The Chief Operating Officer of an IT security company has been sued over a financially inspired cyberattack on Gwinnett Medical Center located in Lawrenceville, GA in September 2018.
Vikas Singla, 45 years old, of Marietta, GA is the COO of Securolytics, a network security firm in the metro-Atlanta region. On June 8, 2021, a federal grand jury indicted Singla for allegedly getting access to the systems of the healthcare organization, disrupting its phone and network printer services, and stealing information from a Hologic R2 digitizing gadget.
The Department of Justice stated that the attack was performed, in part, for financial gain and commercial gain. Based on court documents a minimum of 10 protected computers were ruined in the incident. It is uncertain if Singla, or his IT firm, had any prior business partnership with Gwinnett Medical Center and the reason why the healthcare provider was targeted.
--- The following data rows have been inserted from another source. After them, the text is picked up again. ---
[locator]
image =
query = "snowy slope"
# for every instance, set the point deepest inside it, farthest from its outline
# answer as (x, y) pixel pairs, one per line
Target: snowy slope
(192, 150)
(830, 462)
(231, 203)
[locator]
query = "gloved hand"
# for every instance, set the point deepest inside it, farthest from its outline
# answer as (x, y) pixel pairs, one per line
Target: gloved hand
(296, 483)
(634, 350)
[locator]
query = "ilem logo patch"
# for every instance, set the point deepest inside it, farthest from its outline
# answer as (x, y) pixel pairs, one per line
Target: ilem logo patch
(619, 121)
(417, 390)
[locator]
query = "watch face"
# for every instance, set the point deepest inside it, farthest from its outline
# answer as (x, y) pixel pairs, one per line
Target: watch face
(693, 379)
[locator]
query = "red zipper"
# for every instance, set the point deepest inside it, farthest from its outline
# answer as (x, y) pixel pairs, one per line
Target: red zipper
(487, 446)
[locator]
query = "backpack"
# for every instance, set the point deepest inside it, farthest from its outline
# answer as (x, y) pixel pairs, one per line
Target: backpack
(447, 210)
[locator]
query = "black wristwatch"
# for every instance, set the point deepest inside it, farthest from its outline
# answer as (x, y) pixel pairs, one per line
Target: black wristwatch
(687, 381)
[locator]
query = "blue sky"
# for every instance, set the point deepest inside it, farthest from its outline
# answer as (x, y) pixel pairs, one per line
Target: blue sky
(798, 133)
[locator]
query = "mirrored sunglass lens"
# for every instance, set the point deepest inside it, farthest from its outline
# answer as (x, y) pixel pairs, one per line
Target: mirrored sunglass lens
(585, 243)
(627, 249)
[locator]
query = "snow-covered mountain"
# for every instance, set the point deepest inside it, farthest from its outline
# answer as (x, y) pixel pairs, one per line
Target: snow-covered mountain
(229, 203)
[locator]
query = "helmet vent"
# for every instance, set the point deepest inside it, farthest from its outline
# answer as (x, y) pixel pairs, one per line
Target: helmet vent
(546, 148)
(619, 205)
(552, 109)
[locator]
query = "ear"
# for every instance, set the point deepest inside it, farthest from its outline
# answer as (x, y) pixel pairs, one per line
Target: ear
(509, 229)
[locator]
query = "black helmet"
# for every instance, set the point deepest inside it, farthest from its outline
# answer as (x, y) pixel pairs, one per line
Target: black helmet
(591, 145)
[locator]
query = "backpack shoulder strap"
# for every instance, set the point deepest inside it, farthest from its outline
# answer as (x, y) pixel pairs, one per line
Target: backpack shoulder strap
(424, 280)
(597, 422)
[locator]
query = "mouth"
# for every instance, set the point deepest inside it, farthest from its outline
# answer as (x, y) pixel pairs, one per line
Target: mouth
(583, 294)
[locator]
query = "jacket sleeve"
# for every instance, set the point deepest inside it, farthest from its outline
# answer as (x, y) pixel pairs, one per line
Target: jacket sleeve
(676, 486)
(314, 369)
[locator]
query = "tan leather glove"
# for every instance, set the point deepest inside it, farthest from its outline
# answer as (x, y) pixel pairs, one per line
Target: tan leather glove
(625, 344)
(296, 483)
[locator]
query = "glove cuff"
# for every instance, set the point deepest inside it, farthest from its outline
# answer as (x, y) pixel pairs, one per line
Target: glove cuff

Singla was indicted in the U.S. District Court for the Northern District of Georgia on June 10, 2021 and was charged with 17 counts of causing intentional damage to a protected computer and one count of acquiring records from a secured computer. Singla is looking at a maximum sentence of 10 years in jail for each of the intentional damage to a protected computer counts and up to a jail term of 5 years for the theft of data count.
It is believed that Singla did not act alone. Based on the indictment, Singla was assisted and abetted by other people, though they haven’t been named. Singla pleaded not guilty to the allegations and has been freed on bond. There is no trial date yet.
Criminal disruptions of hospital computer networks could have terrible outcomes, mentioned Acting Assistant Attorney General Nicholas L. McQuaid of the Justice Department’s Criminal Division. It is the department’s commitment to hold responsible anyone who endangers the lives of individuals by destroying computers that are needed in the work of our health care system.
This attack on a hospital not merely could have had devastating effects, but patients’ personal PHI was also compromised stated Special Agent in Charge Chris Hacker of the FBI’s Atlanta Field Office. The FBI and our law enforcement partners are driven to hold liable, those who purportedly put patients’ health and safety in danger while compelled by greed.